= Maldegem Formation =

Geologic formation in Belgium

The Maldegem Formation (Formatie van Maldegem; old name: Kallo Complex) is a geologic formation in the Belgian subsurface. The formation consists of alternating marine clay and sand strata, deposited during the late Eocene.

The Maldegem Formation crops out in the provinces of East Flanders and West Flanders and in the area between the Zenne and Dender rivers. In the northern parts of Flanders it forms an up to 50 meters thick sequence in the subsurface. Further south and to the east (in the Campine of the province of Antwerp) the formation pinches out and can be only a few meters in thickness.

==Lithology==
The Maldegem Formation is an alternating sequence of grey glauconiferous fine sands and greyish blue glauconiferous heavy clay. It was deposited during the late Lutetian and Bartonian ages (between 42 and 37 million years old).

==Stratigraphy==
Seven members can be recognized within the Maldegem Formation: Wemmel Member, Asse Member, Ursel Member, Onderdale Member, Zomergem Member, Buisputten Member and Onderdijke Member.

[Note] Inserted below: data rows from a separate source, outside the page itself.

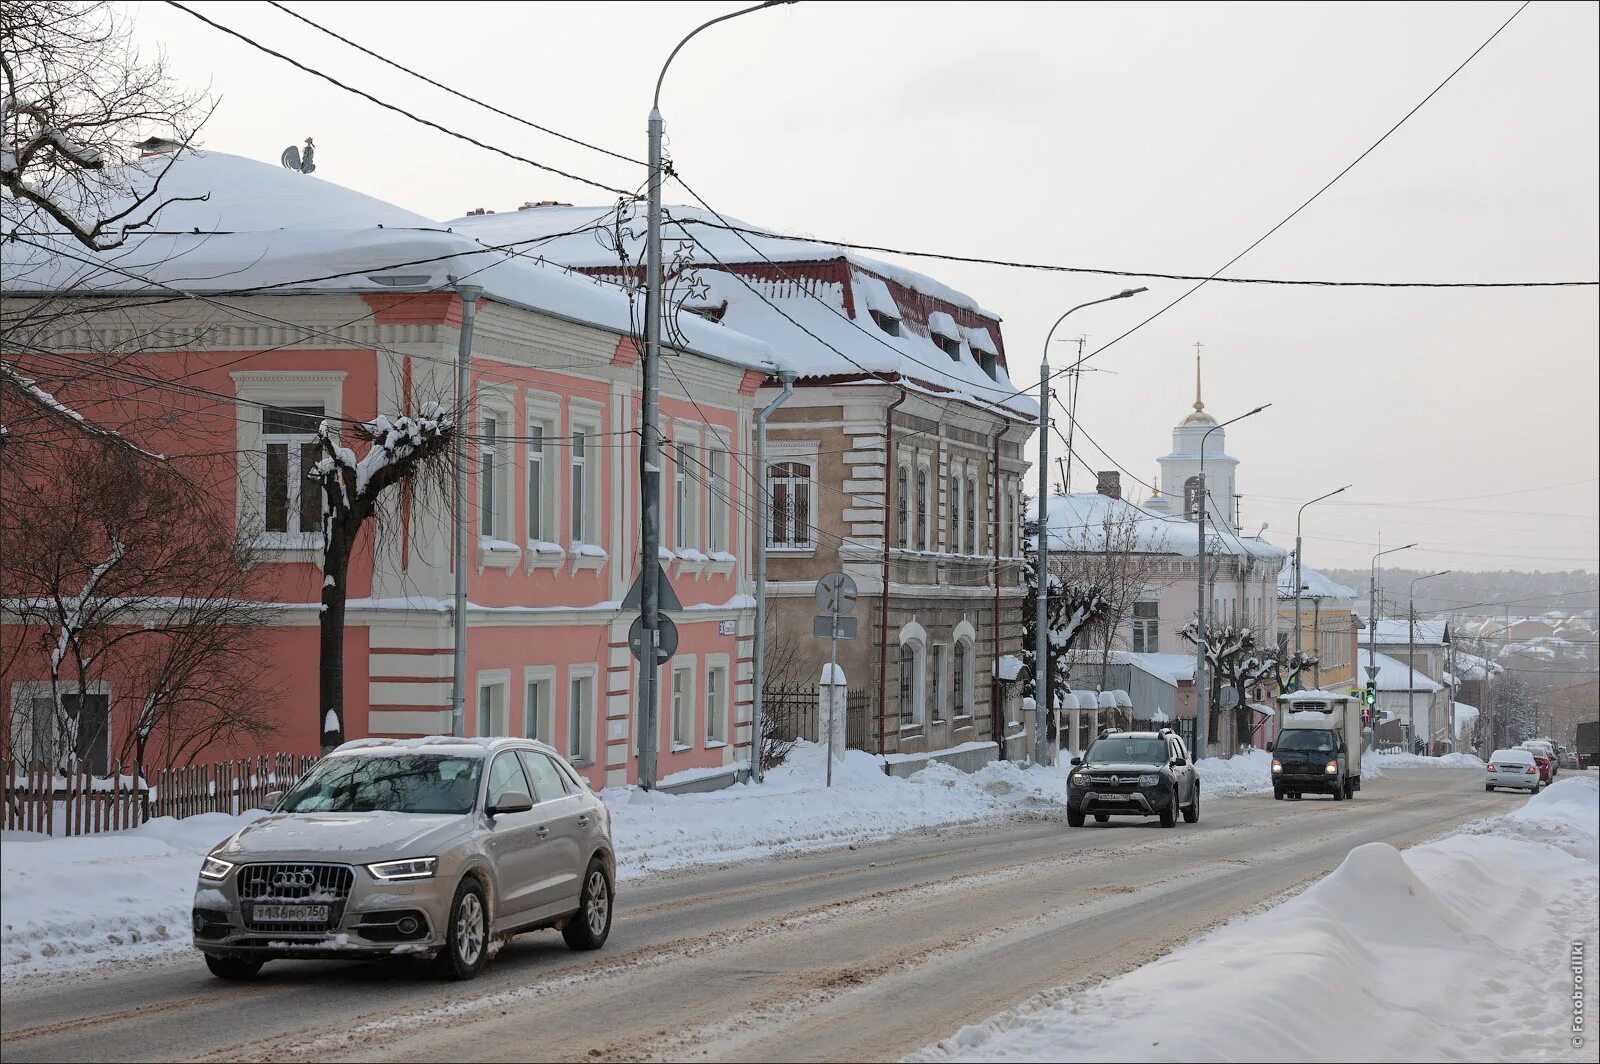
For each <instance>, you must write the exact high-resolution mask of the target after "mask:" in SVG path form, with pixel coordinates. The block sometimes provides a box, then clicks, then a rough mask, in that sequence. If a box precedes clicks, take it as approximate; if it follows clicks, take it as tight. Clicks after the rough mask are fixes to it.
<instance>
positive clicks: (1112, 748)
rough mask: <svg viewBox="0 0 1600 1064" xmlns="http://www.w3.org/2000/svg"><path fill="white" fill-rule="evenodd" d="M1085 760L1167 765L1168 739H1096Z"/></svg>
mask: <svg viewBox="0 0 1600 1064" xmlns="http://www.w3.org/2000/svg"><path fill="white" fill-rule="evenodd" d="M1083 760H1085V762H1088V763H1091V765H1094V763H1112V762H1115V763H1126V762H1133V763H1136V765H1165V763H1166V739H1133V738H1115V736H1114V738H1110V739H1096V741H1094V744H1093V746H1090V752H1088V754H1086V755H1085V757H1083Z"/></svg>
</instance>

The Maldegem Formation is not part of a stratigraphic group and forms an independent unit in the lithostratigraphy of Belgium. Stratigraphically on top of it is usually the Zelzate Formation (green grey sand with a Priabonian to Rupelian age), part of the Tongeren Group. The Maldegem Formation is usually found on top of the Lede Formation (calcareous grey sand with a middle Lutetian age), which belongs to the Zenne Group.